La grande inconnue, et qui n’est pas des moindres, est du côté des jeux disponibles. Nous n’avons pas vu beaucoup de titres, même si l’on peut compter, parmi les partenaires, sur Ubisoft, id Software, Crystal Dynamics, Q-Games et Tequila Works. Plus de 1 000 développeurs travaillent déjà sur Stadia. Bien sûr, Google a aussi son propre studio pour faire des jeux, dirigé par Jade Raymond. Sa mission sera aussi bien de créer des expériences natives pour Stadia que d’accompagner les studios vers ce nouveau mode de développement et de distribution de leurs titres.

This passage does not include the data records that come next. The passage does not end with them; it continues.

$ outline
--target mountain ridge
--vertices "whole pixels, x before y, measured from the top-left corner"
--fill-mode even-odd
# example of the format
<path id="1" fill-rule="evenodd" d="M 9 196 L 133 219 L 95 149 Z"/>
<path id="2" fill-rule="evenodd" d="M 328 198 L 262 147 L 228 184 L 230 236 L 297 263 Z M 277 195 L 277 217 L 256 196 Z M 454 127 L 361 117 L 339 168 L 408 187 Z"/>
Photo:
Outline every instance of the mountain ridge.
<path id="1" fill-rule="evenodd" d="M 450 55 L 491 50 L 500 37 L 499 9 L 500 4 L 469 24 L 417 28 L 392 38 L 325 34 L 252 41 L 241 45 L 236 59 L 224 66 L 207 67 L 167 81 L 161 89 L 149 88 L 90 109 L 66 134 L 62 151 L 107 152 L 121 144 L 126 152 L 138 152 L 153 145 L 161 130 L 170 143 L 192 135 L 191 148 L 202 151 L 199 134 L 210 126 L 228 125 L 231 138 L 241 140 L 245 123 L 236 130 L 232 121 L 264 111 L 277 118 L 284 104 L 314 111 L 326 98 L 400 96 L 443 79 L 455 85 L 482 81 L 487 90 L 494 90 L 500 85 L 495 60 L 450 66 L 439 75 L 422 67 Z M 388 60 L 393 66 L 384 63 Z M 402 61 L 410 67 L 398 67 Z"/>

Voici la liste des jeux connus au 11 novembre 2019 :

  • Assassin’s Creed Odyssey
  • Attack on Titan 2 : Final Battle
  • Baldur’s Gate 3
  • Borderlands 3
  • Darksiders Genesis
  • Cyberpunk 2077
  • Destiny 2
  • Destroy All Humans !
  • Dragon Ball Xenoverse 2 
  • DOOM
  • DOOM Eternal
  • Farming Simulator 19
  • Final Fantasy XV
  • Football Manager 2020
  • Get Packed
  • Ghost Recon Breakpoint
  • GRID
  • Gods & Monsters
  • Gylt
  • Just Dance
  • KINE
  • Marvel’s Avengers
  • Metro Exodus
  • Mortal Kombat 11
  • NBA 2K20
  • Orcs Must Die ! 3
  • Power Rangers : Battle for the Grid
  • Rage 2
  • Red Dead Redemption 2
  • Samurai Shodown
  • Superhot
  • The Crew 2
  • The Division 2
  • The Elder Scrolls Online
  • Thumper
  • Tomb Raider Trilogy
  • Trials Rising
  • Watch Dogs : Legion
  • Windjammers 2
  • Wolfenstein Youngblood

Petit précision de taille : il faudra payer chaque jeu, comme sur une console traditionnelle. Ce n’est pas du streaming à la Netflix. 

Lancement en 2019

Stadia sera disponible le 19 novembre dans plusieurs pays, y compris la France (les premières livraisons s’effectueront par vagues). Pour y accéder en 2019, il faudra acquérir un pack Premiere Edition rassemblant une manette, un Chromecast Ultra et trois mois d’abonnement à la formule Pro (9,99 euros par mois pour jouer en 4K et recevoir des jeux gratuits). Puis, en 2020, Google proposera une option de base, gratuite mais limitée dans les performances (1080p, son stéréo). Au lancement, on ne pourra pas jouer en 4G.

En clair, le monde du jeu vidéo prépare définitivement sa mue. À la concurrence d’être au rendez-vous. Les joueurs qui voudraient en savoir plus sont invités à se rendre sur Stadia.com. Les développeurs auront accès à un kit de développement sur Stadia.dev.